Elini kolayca tek eliyle yakaladı ve diğer eliyle yanaklarındaki gözyaşlarını sildi. "Acıyor mu?" diye sordu.
"Seni pislik! Bana nasıl böyle davranabilirsin? Ailem bunu hak etmek için ne yaptı?"
Ethan'ın yüzündeki ifade, konuşurken her zamanki kadar sakin ve kayıtsızdı. "Neden babana onun ne yaptığını sormuyorsun?"
Olivia ona sormadan önce yutkundu. "Beni hiç sevdin mi, Ethan?"
Sonsuz bakışlarında bir dalgalanma bile yoktu. Yavaşça, "Asla. Başından beri, sen her zaman bir piyon oldun," dedi.
Gözyaşları yanaklarından aşağı süzülerek elinin arkasına düştü. Esinti esti, geriye kalan tüm sıcaklığı alıp götürdü.
"Benden nefret ediyorsun, değil mi?"
"Evet. Fordham'ların bana borcu bu! Jeff Fordham'ın kızı olduğun için kendini suçlamalısın! Küçük kardeşime yaptıklarının bedelini ödemek için her gün sana acı çektireceğim!"
"Kardeşin çok uzun zaman önce kaybolmamış mıydı? Bunun ailemle ne ilgisi var?"

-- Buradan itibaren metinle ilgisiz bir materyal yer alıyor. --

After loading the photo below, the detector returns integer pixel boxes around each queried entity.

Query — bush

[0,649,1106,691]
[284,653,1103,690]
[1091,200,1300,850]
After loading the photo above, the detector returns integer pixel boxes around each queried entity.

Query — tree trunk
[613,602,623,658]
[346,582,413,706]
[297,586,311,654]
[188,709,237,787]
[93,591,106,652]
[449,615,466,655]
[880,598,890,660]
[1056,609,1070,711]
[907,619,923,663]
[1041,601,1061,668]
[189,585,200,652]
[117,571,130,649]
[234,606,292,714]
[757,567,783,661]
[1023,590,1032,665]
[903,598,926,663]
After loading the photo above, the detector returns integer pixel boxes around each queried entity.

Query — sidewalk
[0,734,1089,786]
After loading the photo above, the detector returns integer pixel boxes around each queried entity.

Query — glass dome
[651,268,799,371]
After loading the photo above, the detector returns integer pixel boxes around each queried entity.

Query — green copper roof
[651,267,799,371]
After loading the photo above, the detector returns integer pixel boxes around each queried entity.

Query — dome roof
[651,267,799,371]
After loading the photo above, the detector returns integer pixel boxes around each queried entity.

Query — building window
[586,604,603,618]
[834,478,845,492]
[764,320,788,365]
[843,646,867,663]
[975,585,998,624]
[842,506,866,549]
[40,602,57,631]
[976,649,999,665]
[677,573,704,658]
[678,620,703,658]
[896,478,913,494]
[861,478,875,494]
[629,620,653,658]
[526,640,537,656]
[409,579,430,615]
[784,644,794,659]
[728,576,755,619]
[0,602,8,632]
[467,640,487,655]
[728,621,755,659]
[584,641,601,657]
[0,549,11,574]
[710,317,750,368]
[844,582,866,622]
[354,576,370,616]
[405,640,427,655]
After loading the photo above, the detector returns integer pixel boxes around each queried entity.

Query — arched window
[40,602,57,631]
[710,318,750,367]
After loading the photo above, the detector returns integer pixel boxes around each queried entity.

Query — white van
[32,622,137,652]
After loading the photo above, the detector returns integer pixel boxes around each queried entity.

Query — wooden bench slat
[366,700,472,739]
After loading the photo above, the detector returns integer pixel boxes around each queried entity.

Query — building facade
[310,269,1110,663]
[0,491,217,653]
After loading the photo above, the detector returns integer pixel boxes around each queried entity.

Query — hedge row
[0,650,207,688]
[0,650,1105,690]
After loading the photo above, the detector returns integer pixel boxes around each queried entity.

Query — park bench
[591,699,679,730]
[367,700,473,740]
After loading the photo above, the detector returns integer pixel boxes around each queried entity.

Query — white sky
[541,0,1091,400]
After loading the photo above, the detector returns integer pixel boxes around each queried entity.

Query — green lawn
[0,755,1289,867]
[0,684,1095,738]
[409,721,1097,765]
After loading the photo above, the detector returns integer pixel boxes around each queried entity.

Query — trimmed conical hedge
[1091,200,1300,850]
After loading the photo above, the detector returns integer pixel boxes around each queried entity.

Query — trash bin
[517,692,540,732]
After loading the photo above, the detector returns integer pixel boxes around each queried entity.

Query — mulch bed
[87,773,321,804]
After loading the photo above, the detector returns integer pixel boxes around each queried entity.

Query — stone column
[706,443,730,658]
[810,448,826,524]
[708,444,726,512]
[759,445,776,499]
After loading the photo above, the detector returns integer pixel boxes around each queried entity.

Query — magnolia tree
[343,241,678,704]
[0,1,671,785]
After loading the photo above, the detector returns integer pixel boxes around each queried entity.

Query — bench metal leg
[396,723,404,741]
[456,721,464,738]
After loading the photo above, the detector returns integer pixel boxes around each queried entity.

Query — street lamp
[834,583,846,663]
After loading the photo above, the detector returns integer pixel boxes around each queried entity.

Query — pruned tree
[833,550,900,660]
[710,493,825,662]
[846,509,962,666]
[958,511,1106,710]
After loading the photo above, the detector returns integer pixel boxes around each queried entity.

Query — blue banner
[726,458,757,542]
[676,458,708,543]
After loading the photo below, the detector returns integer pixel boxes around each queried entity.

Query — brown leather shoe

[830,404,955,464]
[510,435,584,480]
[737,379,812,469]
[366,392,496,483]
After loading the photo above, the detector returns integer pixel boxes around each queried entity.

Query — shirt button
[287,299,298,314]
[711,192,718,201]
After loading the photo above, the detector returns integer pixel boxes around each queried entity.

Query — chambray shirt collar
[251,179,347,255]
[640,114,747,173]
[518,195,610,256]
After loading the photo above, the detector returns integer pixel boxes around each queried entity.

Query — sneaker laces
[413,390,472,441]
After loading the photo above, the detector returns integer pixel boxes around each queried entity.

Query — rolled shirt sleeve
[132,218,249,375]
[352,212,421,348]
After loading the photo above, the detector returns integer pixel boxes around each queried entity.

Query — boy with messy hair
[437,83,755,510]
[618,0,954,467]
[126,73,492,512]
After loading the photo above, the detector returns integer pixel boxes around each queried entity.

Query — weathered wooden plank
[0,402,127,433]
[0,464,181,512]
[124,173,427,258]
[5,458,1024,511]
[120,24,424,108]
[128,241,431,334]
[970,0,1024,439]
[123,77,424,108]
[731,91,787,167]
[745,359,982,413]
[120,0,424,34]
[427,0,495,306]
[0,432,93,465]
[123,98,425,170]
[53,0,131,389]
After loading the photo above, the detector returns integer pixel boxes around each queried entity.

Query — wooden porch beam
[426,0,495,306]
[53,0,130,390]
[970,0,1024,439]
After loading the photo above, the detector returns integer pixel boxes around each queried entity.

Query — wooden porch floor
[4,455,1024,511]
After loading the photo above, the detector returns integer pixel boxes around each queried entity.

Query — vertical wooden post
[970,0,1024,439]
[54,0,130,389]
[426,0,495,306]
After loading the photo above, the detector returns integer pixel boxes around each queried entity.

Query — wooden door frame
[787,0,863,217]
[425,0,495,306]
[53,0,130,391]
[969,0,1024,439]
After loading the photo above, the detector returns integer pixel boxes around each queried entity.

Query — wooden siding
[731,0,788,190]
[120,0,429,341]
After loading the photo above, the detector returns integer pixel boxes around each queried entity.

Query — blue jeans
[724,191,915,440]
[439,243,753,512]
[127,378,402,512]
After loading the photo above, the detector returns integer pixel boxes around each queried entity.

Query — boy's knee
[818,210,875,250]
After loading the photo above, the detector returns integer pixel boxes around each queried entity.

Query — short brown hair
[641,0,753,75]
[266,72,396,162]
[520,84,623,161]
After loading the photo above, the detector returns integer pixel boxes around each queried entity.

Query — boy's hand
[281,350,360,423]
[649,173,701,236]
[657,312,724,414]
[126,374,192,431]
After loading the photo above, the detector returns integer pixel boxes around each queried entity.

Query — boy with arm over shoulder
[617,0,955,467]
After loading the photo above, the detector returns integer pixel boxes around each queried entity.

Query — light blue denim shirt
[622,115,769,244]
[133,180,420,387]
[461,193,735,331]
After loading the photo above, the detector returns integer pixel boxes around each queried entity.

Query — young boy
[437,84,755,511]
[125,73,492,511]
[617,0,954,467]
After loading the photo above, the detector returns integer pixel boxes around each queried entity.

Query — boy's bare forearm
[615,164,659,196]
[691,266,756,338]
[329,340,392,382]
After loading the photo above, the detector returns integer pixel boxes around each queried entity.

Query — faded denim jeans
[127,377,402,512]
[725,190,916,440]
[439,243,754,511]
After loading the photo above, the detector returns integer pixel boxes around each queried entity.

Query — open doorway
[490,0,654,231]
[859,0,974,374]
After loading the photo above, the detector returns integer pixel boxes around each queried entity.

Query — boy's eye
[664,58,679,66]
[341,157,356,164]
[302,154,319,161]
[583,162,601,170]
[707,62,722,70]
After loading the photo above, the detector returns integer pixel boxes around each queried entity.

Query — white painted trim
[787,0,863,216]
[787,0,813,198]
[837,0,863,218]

Ona sanki bir hükümdar hüküm veriyormuş gibi küçümseyerek baktı.
"Kardeşimin sana yakın olan insanların sevgisinden zevk alırken işkence gördüğünü biliyor muydun? Tahmin et bakalım. Sana gerçeği söylemeyeceğim. Acı çekmeni ve ne olduğunu asla bilmeden sefil bir hayat yaşamanı istiyorum! Kardeşimin yaşadıklarının tadına varacaksın!"
Ethan, "Yarın saat dokuzda Belediye Binası'nda bekliyor olacağım," dedikten sonra arabasına bindi.
Olivia arabasına koştu ve araba kapısını yumruklamaya başladı. "Söyle bana, kardeşine ne oldu?"
Ancak, sürücü ayağını gaza bastı ve araba görüş alanından çıkarak dengesini kaybetmesine ve yere düşmesine neden oldu.